A dental onlay is an indirect restoration used to repair teeth with moderate structural damage that is too extensive for a filling but does not yet require a full crown. Unlike traditional fillings, onlays are fabricated outside the mouth — often using CAD/CAM technology — and bonded to the prepared tooth.
An onlay typically covers one or more cusps of the tooth while preserving as much healthy enamel and dentin as possible. Because of this conservative approach, onlays are often referred to as “partial crowns.”
Dental onlays are commonly indicated for:
Modern onlays can be fabricated from ceramic, zirconia, composite or metal alloys and are frequently produced with digital CAD/CAM systems.

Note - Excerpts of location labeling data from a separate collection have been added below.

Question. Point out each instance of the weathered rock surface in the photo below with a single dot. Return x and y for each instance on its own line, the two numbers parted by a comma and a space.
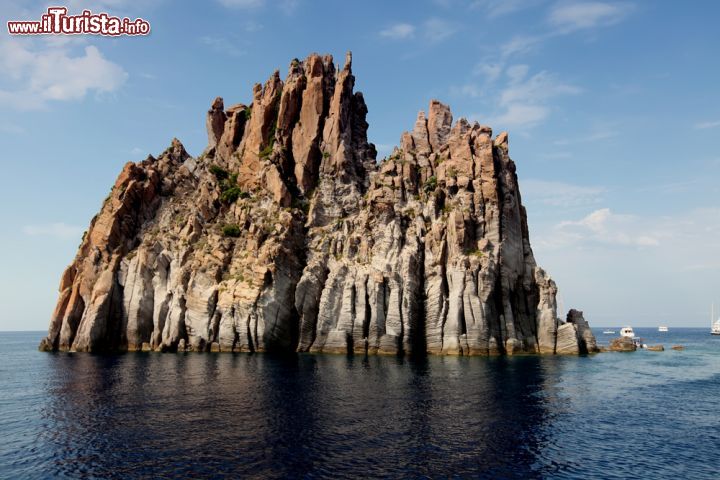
286, 234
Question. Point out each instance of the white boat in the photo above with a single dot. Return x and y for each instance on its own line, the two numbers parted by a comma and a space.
627, 332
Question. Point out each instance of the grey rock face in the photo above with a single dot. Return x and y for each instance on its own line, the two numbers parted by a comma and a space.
286, 234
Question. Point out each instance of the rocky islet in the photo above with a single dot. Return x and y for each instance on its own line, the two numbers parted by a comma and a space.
285, 234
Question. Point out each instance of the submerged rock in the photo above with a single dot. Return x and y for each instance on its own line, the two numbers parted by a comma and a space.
286, 234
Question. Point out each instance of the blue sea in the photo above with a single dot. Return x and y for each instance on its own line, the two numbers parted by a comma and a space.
146, 415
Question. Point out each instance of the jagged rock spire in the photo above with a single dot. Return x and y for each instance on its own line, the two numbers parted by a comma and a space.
286, 235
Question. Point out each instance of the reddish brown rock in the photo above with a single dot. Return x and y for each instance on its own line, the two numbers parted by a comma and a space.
285, 234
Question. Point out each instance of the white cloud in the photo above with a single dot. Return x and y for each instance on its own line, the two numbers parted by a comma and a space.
596, 136
520, 44
517, 73
537, 88
249, 4
223, 45
525, 101
706, 125
11, 128
436, 30
604, 228
398, 31
518, 115
568, 17
55, 230
560, 194
498, 8
489, 71
53, 73
468, 90
288, 7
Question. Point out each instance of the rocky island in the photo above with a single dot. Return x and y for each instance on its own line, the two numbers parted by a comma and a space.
286, 234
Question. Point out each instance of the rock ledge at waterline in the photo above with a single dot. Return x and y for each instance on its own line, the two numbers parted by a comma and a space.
285, 234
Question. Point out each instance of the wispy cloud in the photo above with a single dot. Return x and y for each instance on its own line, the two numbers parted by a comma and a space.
432, 30
595, 136
398, 31
560, 194
524, 101
706, 125
565, 18
247, 4
488, 71
436, 30
223, 45
38, 73
602, 227
499, 8
11, 128
569, 17
55, 230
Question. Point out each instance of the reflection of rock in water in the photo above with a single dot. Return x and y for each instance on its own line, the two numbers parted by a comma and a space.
277, 417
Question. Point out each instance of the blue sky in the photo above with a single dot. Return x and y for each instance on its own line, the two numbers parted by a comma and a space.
613, 110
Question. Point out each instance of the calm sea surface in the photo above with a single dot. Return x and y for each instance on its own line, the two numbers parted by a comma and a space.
143, 415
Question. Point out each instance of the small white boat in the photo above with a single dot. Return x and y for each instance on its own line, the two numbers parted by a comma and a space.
627, 332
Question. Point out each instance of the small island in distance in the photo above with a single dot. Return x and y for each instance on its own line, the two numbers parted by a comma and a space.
285, 234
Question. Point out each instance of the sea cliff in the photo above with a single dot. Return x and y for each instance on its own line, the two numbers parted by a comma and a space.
286, 234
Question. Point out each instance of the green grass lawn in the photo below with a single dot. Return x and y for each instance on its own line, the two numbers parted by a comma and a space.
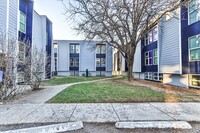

Although inlays, onlays and crowns are all indirect restorations, they differ significantly in coverage, preparation design and clinical indication.
Restoration Type | Coverage | Typical Indication | Common Materials | Tooth Reduction |
| Inlay | Fits within cusps only | Small to moderate defects | Ceramic, composite, gold | Minimal |
| Onlay | Covers one or more cusps | Moderate structural loss | Ceramic, zirconia, composite, metal | Conservative |
| Crown | Covers entire clinical crown | Extensive damage or weakened tooth | Zirconia, ceramic, metal-ceramic | Highest |
Inlays
Inlays are conservative restorations that fit inside the cusps of a tooth. They are suitable when the damage is limited to the central chewing surface and cusp coverage is unnecessary.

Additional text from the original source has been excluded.